Was mir vor ca. 3 ½ Jahren geholfen hat, zu SPÜREN, was da so allen in mir verborgen ist, war eine Therapieform, die ich entdeckte auf er Suche, wie ich denn als Heilpraktikerin arbeiten wollte, ohne jemanden stechen, verbiegen oder mit „alternativen Heilmitteln“ zuschütten zu wollen. Es ist in der Basis eine wertfreie Körperarbeit, bei der der Klient durch die Hände des „Beraters“ und durch dessen Körper, seine eigene Körperform in einer Art „Spiegelung“ erhält. Die Augen sind dabei geschlossen, d.h. die Konzentration liegt ganz im Fühlen des eigenen Körpers.
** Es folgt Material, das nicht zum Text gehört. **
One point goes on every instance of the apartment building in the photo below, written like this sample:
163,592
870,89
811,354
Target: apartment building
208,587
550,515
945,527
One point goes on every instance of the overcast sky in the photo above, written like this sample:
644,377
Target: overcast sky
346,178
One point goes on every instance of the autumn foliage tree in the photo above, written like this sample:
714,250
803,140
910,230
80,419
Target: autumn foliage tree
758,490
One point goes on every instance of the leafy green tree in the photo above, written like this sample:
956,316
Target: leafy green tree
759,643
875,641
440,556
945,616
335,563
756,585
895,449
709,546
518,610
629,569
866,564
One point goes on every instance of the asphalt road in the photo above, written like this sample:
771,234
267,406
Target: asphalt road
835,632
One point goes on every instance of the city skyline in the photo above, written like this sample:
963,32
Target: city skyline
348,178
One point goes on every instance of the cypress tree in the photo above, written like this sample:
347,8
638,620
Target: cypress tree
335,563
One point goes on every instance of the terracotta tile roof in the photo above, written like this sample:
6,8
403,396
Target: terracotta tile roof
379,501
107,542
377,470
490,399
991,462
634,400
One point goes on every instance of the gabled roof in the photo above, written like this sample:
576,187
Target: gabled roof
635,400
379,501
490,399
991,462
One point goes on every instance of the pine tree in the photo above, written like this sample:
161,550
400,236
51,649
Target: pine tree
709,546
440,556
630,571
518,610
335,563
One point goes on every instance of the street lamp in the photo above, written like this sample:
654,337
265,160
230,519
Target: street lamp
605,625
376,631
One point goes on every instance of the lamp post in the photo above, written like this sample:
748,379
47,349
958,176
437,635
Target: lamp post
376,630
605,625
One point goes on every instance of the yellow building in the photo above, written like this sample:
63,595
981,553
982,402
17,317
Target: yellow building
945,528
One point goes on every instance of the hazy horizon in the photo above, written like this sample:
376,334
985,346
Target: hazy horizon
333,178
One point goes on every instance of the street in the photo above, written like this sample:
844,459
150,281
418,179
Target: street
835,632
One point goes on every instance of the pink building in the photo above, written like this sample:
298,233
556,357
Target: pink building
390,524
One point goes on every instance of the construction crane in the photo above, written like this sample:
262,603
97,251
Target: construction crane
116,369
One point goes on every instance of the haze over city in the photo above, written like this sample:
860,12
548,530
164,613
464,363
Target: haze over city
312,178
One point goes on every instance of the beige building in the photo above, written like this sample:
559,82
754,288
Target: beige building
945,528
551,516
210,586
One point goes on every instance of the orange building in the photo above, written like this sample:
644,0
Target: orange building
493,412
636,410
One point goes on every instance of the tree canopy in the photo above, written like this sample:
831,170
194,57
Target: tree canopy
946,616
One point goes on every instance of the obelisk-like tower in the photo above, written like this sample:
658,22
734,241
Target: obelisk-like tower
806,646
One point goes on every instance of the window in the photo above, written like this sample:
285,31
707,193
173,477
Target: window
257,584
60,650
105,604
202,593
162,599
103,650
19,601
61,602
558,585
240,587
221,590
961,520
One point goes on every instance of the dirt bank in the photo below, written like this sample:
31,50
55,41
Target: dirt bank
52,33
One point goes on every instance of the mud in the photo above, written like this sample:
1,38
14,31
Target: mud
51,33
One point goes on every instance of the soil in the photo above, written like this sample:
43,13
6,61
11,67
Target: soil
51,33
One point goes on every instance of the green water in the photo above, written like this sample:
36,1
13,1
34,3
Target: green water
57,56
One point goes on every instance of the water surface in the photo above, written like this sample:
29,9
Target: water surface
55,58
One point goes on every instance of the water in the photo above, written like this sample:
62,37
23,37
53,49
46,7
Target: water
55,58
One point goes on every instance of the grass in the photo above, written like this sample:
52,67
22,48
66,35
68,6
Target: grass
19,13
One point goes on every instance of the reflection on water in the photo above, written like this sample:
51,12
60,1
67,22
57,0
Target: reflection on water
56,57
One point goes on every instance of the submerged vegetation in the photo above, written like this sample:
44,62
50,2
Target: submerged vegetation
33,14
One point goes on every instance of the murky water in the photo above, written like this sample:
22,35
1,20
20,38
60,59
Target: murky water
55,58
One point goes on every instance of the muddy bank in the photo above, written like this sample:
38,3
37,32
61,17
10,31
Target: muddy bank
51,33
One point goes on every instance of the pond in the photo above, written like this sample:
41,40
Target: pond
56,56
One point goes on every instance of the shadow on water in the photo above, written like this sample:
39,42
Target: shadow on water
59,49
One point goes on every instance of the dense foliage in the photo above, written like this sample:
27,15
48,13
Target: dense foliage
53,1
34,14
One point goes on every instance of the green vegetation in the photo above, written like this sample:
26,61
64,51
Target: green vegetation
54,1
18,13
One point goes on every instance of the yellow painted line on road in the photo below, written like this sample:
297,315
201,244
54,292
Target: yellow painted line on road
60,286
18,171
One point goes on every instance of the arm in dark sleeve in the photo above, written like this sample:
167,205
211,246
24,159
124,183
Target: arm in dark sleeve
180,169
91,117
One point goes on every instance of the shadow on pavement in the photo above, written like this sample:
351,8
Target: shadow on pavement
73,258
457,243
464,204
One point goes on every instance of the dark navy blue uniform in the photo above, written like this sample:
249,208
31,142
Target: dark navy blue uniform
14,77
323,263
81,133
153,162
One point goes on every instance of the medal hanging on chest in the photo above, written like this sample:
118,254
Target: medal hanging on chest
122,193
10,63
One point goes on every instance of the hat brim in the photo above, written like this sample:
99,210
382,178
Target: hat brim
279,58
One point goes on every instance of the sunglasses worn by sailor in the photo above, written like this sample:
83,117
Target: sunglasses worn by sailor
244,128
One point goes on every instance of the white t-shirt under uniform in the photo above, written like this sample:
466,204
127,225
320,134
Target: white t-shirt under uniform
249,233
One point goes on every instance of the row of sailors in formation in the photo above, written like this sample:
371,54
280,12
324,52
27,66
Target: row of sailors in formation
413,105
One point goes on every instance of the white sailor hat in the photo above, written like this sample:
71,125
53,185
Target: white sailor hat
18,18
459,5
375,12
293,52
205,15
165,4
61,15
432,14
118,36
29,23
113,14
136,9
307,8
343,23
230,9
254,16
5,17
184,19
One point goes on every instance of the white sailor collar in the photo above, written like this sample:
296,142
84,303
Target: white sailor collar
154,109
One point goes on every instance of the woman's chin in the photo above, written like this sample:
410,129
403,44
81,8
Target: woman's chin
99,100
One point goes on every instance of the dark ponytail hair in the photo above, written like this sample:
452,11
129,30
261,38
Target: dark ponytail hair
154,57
Bei mir hat diese Bewusstwerdung meiner Körperhaltung und die Aufrichtung daraus eine Welle von Gefühlen ausgelöst, die sich schwer beschreiben lässt. Eine Mischung aus Sich-Verraten-Fühlen, Mitgefühl, Trauer, Auflehnung, Wut, Wertlosigkeit, aber auch eine Art Befreiung „ich darf so sein!“ – alles ohne jegliche konkrete Erinnerungsbilder – den Rest dieses Seminartages liefen fast ununterbrochen Tränen, aus denen aber auch hin und wieder ein spontanes Lachen hervorbrach. Am Abend dachte meine Tochter, ich hätte hohe Schuhe an, weil ich ihr viel größer vorkam. Seitdem ist die Migräne immer „kleiner“ geworden, inzwischen ist sie vollständig verschwunden. Die kraftlosen, lethargischen, mutlosen Phasen sind besser auszuhalten, v.a. jetzt auch nach dem Lesen Ihrer Bücher, aber ich merke, wie ich unendlich neugierig werde, was da noch in mir steckt und ich werde mir eine passende Therapeutin suchen.
Es erschüttert mich zutiefst, was manchen Menschen in ihrer Kindheit und folglich auch in ihrem Erwachsenenleben widerfährt!! Momentan bin ich noch sehr mit meinen eigenen Prozessen beschäftigt, aber ich spüre schon sehr klar, wohin mein weiterer Weg gehen muss! Ich werde kaum anders können, als sovielen Menschen, wie es mir persönlich möglich ist, zu helfen, sich und das Kind in ihnen zu erkennen und mit ihm gemeinsam sich auf einen neuen Weg zu begeben. Vielleicht beschränkt sich diese Hilfe darauf, sie anzuleiten, sich einen guten Therapeuten zu suchen, vielleicht kann ich durch Ihre Flugblätter ein paar Menschen erreichen und vielleicht kann ich mit Hilfe der erlernten Therapieform einigen den Weg zu ihren ureigensten Gefühlen ebnen. Es nicht wenigstens zu versuchen, wäre Verrat an meinen Gefühlen!
Großen Dank für Ihr Lebenswerk! I. H.
AM: Danke für Ihren Brief. Sicher kann die Arbeit mit dem Körper sehr hilfreich sein, sofern der Therapeut den Mut hat, die Eltern nicht vor den Vorwürfen zu schützen.